In the summer of 2002 Mohammed Hammoud was sentenced to 150 years in prison for using money he got from selling tobacco products on the black market in Charlotte, N.C., to fund a terrorist operation.

ATF is working diligently to investigate and prosecute tobacco traffickers but work the that goes into a tobacco diversion investigation is long and tedious, requires the U.S. Attorneys assistance, and because of the financial complexity of tobacco cases help from financial auditors – complex investigations which sometimes last years.

Tobacco cases take time, explains Perez. It takes a while to gain the trust and infiltrate some of these organizations enough to track the money get to the people who are in charge.
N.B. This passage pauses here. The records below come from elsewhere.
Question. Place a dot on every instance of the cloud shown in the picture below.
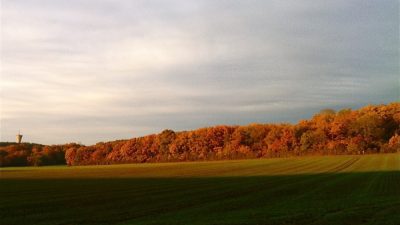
(92, 71)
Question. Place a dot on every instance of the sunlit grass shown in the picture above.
(305, 190)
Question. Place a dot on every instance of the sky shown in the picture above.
(99, 70)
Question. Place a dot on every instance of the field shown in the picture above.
(304, 190)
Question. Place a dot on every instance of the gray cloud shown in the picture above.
(90, 71)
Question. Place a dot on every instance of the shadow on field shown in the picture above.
(330, 198)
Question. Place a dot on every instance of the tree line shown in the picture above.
(372, 129)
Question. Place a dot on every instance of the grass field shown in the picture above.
(304, 190)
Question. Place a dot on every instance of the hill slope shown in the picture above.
(303, 190)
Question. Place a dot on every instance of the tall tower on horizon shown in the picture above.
(19, 137)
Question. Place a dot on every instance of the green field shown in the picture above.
(304, 190)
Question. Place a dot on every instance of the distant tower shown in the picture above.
(19, 137)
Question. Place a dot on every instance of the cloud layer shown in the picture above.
(92, 71)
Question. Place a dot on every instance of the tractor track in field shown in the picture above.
(344, 165)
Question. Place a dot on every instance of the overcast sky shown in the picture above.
(98, 70)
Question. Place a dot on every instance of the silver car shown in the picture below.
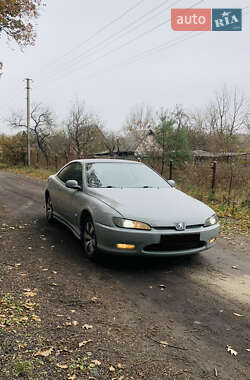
(125, 207)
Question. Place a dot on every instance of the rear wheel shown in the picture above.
(49, 210)
(89, 240)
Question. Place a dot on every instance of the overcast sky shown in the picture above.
(78, 57)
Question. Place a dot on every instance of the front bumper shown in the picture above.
(108, 237)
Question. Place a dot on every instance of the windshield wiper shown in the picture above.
(108, 187)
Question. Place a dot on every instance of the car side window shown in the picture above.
(72, 171)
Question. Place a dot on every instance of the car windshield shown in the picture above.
(104, 174)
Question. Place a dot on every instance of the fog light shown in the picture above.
(125, 246)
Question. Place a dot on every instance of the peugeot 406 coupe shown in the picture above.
(124, 207)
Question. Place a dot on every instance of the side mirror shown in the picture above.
(72, 184)
(171, 182)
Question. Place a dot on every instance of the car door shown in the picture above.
(65, 196)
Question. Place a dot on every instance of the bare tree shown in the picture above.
(226, 116)
(83, 129)
(41, 127)
(139, 122)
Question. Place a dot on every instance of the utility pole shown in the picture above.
(28, 120)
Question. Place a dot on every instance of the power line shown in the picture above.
(106, 26)
(89, 52)
(69, 71)
(158, 49)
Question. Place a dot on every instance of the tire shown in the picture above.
(89, 241)
(49, 210)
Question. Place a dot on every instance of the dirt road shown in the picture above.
(123, 308)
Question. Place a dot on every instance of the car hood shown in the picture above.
(155, 206)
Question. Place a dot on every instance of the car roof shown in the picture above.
(107, 160)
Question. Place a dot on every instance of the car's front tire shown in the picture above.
(89, 240)
(49, 210)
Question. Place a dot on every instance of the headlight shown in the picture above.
(211, 221)
(134, 224)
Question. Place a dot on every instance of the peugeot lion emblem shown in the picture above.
(181, 226)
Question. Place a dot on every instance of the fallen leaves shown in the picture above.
(62, 366)
(36, 318)
(165, 344)
(84, 342)
(96, 362)
(231, 351)
(87, 327)
(238, 315)
(29, 293)
(45, 353)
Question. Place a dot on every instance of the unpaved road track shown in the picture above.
(193, 312)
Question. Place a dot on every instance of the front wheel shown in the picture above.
(89, 241)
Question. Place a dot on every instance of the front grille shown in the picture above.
(174, 228)
(176, 243)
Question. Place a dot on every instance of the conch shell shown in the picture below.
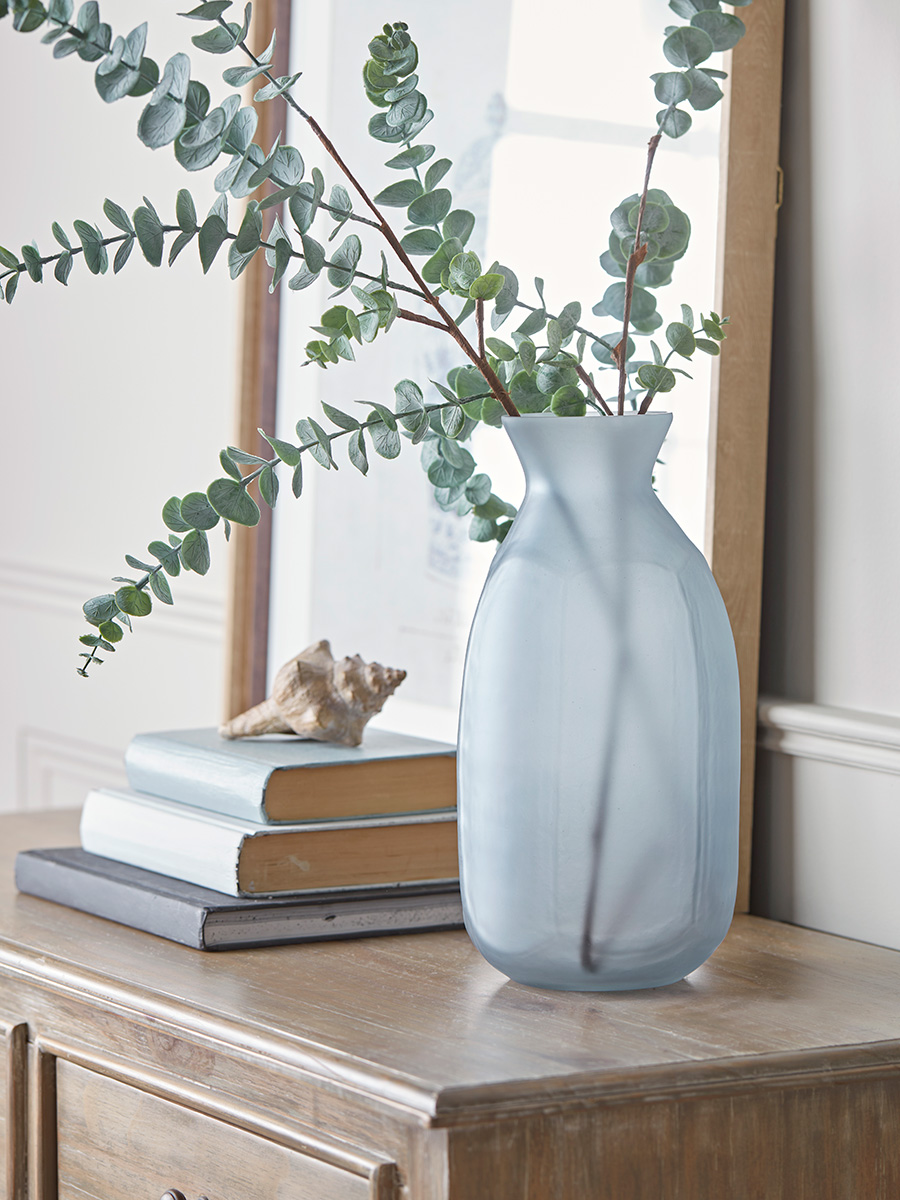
(318, 697)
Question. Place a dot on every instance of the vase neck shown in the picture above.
(605, 457)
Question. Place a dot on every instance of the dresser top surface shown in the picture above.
(425, 1018)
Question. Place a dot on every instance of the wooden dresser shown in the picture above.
(407, 1067)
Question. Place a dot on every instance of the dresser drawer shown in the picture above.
(118, 1143)
(12, 1111)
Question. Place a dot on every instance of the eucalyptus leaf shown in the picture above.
(655, 378)
(232, 502)
(160, 587)
(431, 208)
(195, 551)
(150, 234)
(400, 195)
(172, 515)
(460, 225)
(198, 513)
(724, 29)
(681, 337)
(133, 601)
(688, 46)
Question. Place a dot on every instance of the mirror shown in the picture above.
(545, 144)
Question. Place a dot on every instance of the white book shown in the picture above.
(250, 858)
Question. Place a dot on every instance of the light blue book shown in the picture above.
(279, 778)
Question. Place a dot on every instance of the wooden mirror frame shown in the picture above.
(739, 406)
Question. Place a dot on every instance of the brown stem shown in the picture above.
(480, 361)
(423, 321)
(394, 241)
(592, 388)
(636, 257)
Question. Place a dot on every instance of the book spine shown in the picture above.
(165, 916)
(168, 840)
(204, 780)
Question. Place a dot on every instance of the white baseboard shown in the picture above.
(827, 820)
(869, 741)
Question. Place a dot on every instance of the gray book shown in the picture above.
(277, 778)
(210, 921)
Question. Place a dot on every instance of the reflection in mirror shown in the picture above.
(545, 144)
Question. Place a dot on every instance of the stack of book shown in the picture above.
(265, 840)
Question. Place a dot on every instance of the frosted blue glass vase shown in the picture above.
(599, 730)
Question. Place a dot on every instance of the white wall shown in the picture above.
(829, 809)
(117, 393)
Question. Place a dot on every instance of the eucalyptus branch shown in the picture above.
(229, 501)
(593, 389)
(423, 321)
(636, 257)
(453, 329)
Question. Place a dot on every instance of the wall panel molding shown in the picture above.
(868, 741)
(55, 771)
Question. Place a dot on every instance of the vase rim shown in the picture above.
(551, 417)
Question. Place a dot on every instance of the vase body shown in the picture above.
(599, 731)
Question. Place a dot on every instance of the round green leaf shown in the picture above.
(100, 610)
(431, 208)
(723, 29)
(568, 401)
(688, 46)
(706, 91)
(460, 225)
(655, 217)
(231, 501)
(161, 588)
(401, 195)
(673, 123)
(526, 395)
(133, 601)
(486, 287)
(655, 377)
(465, 269)
(673, 240)
(672, 88)
(195, 551)
(421, 241)
(551, 378)
(172, 515)
(681, 337)
(603, 353)
(198, 513)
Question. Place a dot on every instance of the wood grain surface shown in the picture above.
(739, 415)
(13, 1114)
(117, 1143)
(407, 1067)
(424, 1023)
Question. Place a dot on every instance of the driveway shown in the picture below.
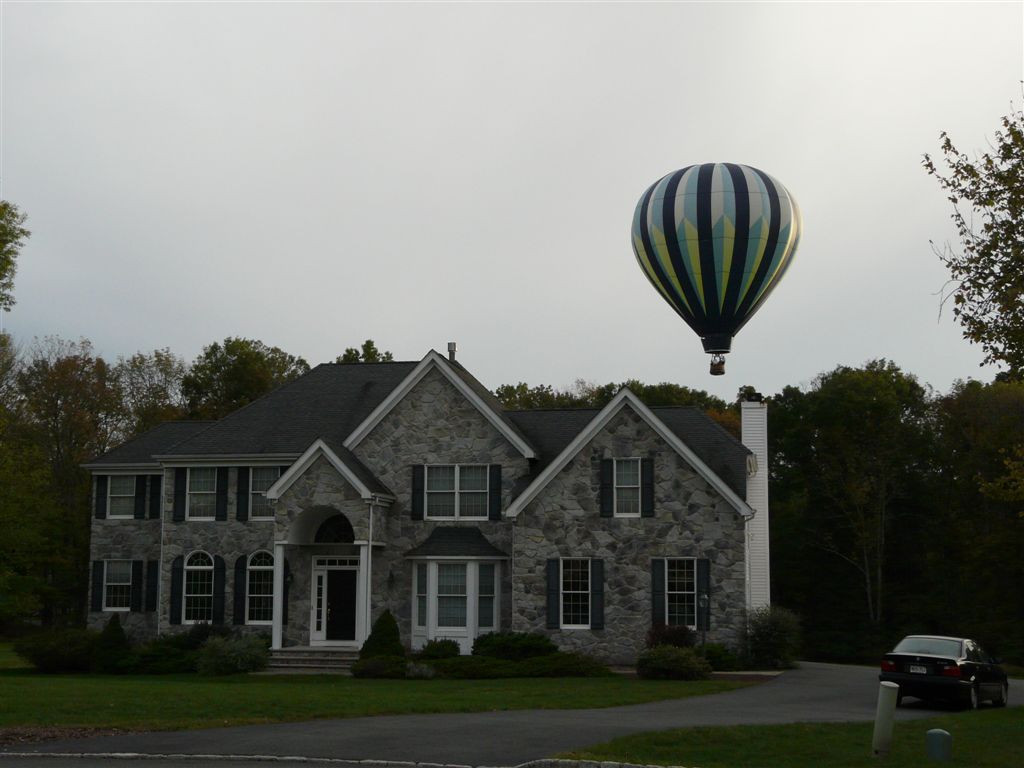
(816, 692)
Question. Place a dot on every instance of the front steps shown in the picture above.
(303, 659)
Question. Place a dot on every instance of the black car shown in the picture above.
(948, 669)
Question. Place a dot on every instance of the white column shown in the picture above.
(279, 594)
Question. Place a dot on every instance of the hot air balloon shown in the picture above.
(715, 240)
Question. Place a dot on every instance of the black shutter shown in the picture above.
(495, 493)
(646, 487)
(156, 486)
(180, 493)
(239, 614)
(242, 500)
(704, 590)
(135, 605)
(607, 489)
(418, 488)
(554, 595)
(152, 584)
(100, 497)
(218, 590)
(657, 591)
(597, 594)
(139, 497)
(221, 494)
(284, 597)
(177, 584)
(97, 586)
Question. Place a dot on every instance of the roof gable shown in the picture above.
(460, 379)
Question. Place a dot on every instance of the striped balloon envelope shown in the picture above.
(715, 240)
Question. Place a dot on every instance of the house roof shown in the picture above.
(452, 541)
(141, 450)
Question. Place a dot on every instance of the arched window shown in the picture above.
(199, 588)
(259, 595)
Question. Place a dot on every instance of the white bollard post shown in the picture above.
(883, 738)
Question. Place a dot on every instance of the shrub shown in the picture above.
(672, 663)
(513, 646)
(112, 651)
(662, 634)
(58, 650)
(386, 667)
(384, 639)
(438, 649)
(772, 638)
(721, 657)
(228, 655)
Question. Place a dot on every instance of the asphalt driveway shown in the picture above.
(816, 692)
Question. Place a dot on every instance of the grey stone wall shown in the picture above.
(691, 520)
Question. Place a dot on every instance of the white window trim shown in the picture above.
(253, 494)
(184, 586)
(457, 492)
(111, 495)
(251, 567)
(189, 492)
(562, 593)
(638, 486)
(117, 609)
(693, 564)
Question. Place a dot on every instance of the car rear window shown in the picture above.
(935, 646)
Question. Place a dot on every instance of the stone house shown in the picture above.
(406, 486)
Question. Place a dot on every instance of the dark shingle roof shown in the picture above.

Here is how most tobacco smuggling rings work – legal entities pay significant taxes on their product, including $1.01 per pack in Federal Excise Tax, from $0.07 to $4.25 per pack in state and local excise taxes, and typically $0.50 per pack to a settlement fund for health care costs incurred by the states as a result of tobacco use by their citizens.

By selling non-tax paid cigarettes at tax paid prices or just below that price, criminal organizations are able to net a substantial profit. For example, purchasing legally taxed products in Virginia (a low excise tax state) and driving them to New York (a high excise tax state) for resale creates an immediate $3.95 per pack profit margin. A single carton of cigarettes (10 packs) purchased in Virginia and sold in New York will yield about $39.50 in profits; a single case (60 cartons) yields $2,397 in profits and a single truckload (typically 800 cases) yields $1,917,600.

The bottom line is tobacco diversion is a crime, says Perez. It’s a crime that affects local economies through the loss of state tax revenue and a crime that affects communities because of the increasing violence tobacco smugglers are involved in.